Troisième film de Bennett Miller, Foxcatcher, sorti en ce début d'année, retrace l'histoire de John E. du Pont, riche milliardaire, ou plus précisément l'histoire de ses relations avec Mark Schultz, lutteur médaillé, et avec le frère de celui-ci, Dave. Avec son affiche à fond noir, ses nominations aux Oscars et ses acteurs à la mine sérieuse, Foxcatcher promet plus que jamais un film sombre et profond qui va marquer les esprits. A raison ?
Eh bien, oui et non. Mais surtout oui. Miller y a mis les moyens, dans ce film: prothèse nasale pour que Steve Carell soit le plus proche possible physiquement du vrai John E. du Pont, un domaine plus que conforme au vrai et enfin, une reconstitution perfectionnée font de Foxcatcher, en apparence, un film qui se veut au plus proche du réel.
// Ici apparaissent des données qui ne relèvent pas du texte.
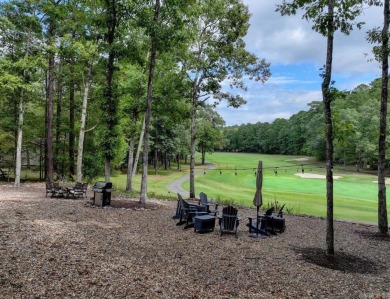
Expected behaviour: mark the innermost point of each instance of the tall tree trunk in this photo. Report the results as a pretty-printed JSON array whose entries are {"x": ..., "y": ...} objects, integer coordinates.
[
  {"x": 50, "y": 100},
  {"x": 18, "y": 166},
  {"x": 382, "y": 209},
  {"x": 58, "y": 121},
  {"x": 130, "y": 165},
  {"x": 72, "y": 136},
  {"x": 193, "y": 141},
  {"x": 140, "y": 143},
  {"x": 80, "y": 147},
  {"x": 178, "y": 161},
  {"x": 152, "y": 65},
  {"x": 327, "y": 99},
  {"x": 109, "y": 93}
]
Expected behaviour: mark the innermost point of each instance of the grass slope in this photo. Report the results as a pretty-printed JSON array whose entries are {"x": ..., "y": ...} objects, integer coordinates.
[{"x": 355, "y": 194}]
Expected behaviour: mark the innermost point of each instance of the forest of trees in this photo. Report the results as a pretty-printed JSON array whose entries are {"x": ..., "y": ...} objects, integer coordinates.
[
  {"x": 88, "y": 87},
  {"x": 355, "y": 122}
]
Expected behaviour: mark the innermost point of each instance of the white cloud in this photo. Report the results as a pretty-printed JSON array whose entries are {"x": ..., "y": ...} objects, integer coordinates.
[{"x": 296, "y": 53}]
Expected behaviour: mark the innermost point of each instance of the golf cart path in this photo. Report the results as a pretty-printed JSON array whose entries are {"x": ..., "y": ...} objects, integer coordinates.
[{"x": 175, "y": 186}]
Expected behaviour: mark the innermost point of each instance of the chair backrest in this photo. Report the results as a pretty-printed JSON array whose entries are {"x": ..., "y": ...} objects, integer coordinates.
[
  {"x": 183, "y": 204},
  {"x": 270, "y": 211},
  {"x": 229, "y": 218},
  {"x": 280, "y": 212},
  {"x": 49, "y": 186},
  {"x": 203, "y": 199},
  {"x": 79, "y": 186}
]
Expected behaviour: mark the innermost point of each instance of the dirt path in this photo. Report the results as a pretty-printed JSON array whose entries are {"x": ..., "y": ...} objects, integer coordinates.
[{"x": 175, "y": 186}]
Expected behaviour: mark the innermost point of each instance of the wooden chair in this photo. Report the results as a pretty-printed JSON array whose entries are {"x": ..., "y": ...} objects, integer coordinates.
[
  {"x": 77, "y": 191},
  {"x": 85, "y": 189},
  {"x": 203, "y": 201},
  {"x": 188, "y": 211},
  {"x": 50, "y": 189},
  {"x": 229, "y": 221}
]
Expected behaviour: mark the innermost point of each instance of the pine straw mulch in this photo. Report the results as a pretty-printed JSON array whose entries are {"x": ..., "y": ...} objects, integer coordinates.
[{"x": 64, "y": 248}]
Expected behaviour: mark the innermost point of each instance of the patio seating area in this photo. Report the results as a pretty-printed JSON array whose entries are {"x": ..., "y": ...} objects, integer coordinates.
[
  {"x": 66, "y": 190},
  {"x": 202, "y": 219}
]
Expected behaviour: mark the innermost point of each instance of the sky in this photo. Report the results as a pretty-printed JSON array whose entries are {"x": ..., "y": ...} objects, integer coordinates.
[{"x": 296, "y": 53}]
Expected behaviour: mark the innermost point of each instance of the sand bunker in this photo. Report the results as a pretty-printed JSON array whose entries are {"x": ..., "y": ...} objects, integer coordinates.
[{"x": 315, "y": 176}]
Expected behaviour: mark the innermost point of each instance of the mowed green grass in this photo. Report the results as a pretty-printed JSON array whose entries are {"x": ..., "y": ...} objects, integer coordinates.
[{"x": 355, "y": 194}]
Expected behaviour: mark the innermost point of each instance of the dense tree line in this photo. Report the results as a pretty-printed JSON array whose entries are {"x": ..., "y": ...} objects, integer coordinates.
[{"x": 87, "y": 87}]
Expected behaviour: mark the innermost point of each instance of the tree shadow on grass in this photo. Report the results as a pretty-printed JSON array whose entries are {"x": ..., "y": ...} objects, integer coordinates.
[
  {"x": 373, "y": 236},
  {"x": 341, "y": 261}
]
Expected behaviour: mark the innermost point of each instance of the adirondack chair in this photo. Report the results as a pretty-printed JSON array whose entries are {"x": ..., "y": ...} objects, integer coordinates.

Cela se voit d'ailleurs dans le jeu des acteurs: que ce soit un Channing Tatum en Mark Schultz qu'on n'attendait pas là mais qui, mâchoire avancée et mine bougonne, va rivaliser avec Mark Ruffalo en Dave Schultz et Steve Carell qui, eux aussi, réalisent une performance inédite et réaliste.
Au niveau de la réalisation, rien à redire: les plans sont judicieux, puisque avant l'une des scènes finales on n'a jamais les trois personnages ensemble à l'écran, ce qui insiste sur le triangle que le film veut mettre en place, et que j'évoquerai plus tard. Le choix de la lutte comme thème est d'autant plus judicieux que certaines scènes d'entraînement, que ce soit entre Mark et Dave ou entre Mark et John, ressemblent à un mélange de tendresse et de sauvagerie. Si tout est mis en scène avec des intentions louables et intelligentes, on pourra cependant remettre en question le scénario. Qui, connaissant l'histoire de John E. du Pont à la base, a été choqué par le twist final ? Même si les relations entre les personnages sont extrêmement bien travaillées et aboutissent parfaitement et avec justesse à ce twist, il manque une certaine tension.
Une tension d'ailleurs, qui va également, par son absence, créer quelques longueurs au film. J'exagère au maximum en prenant cet exemple, mais Cartel a été mal accueilli parce qu'il n'était constitué que de dialogues. Ici, Foxcatcher se repose non seulement sur ces dialogues, mais également sur le jeu de ses acteurs. Heureusement, il essaye tout de même d'instaurer une certaine réflexion, via les relations entre les personnages et la symbolique de chacun d'entre eux: John E. du Pont devient un mégalomane égoïste et violent qui veut être un héros de guerre, une sorte de martyr patriotique, tandis que Mark est l'athlète, l'outil, qui va finir par se révolter (même si cette révolte est quelque peu mal amorcée), que seul Dave rattrape et encourage. Constamment, au cours du film; John se sert de Mark, qui se sert de Dave: John en arrogant milliardaire va alors se servir de Dave et la boucle est bouclée.
Foxcatcher est donc au final un film appréciable, sans être brillant, avec des acteurs si excellents que le film se permet de se reposer sur eux.